Gaussian Mixture Model (GMM) is a special kind of mixture model. In GMM, parameters are estimated from training data using iterative Expectation-Maximization (EM) algorithm or Maximum A Posteriori (MAP) estimation from a prior model. This post will discuss how to estimate parameters by EM.

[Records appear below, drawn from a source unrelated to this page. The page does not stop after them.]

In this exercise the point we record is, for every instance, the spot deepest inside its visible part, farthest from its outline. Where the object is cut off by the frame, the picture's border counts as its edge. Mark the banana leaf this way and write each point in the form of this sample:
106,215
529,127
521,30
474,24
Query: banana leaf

In Mixture of Gaussians, variables are sampled from a weighted summation of Gaussian densities:  $latex p(x)=\sum_{k=1}^{K} \pi_k \cdot N(x|\mu_k, \Sigma_k) &s=1$

where $latex \sum_{k=1}^{K} \pi_k = 1&s=1$. Parameters are $latex \theta=\{\pi_k,\mu_k, \Sigma_k\}_{k=1}^{K} &s=1$, and data are $latex X=\{x_j\}_{j=1}^{N} &s=1$.

Expectation-Maximization (EM) algorithm can be used to find the (local) optimum solution of MLE.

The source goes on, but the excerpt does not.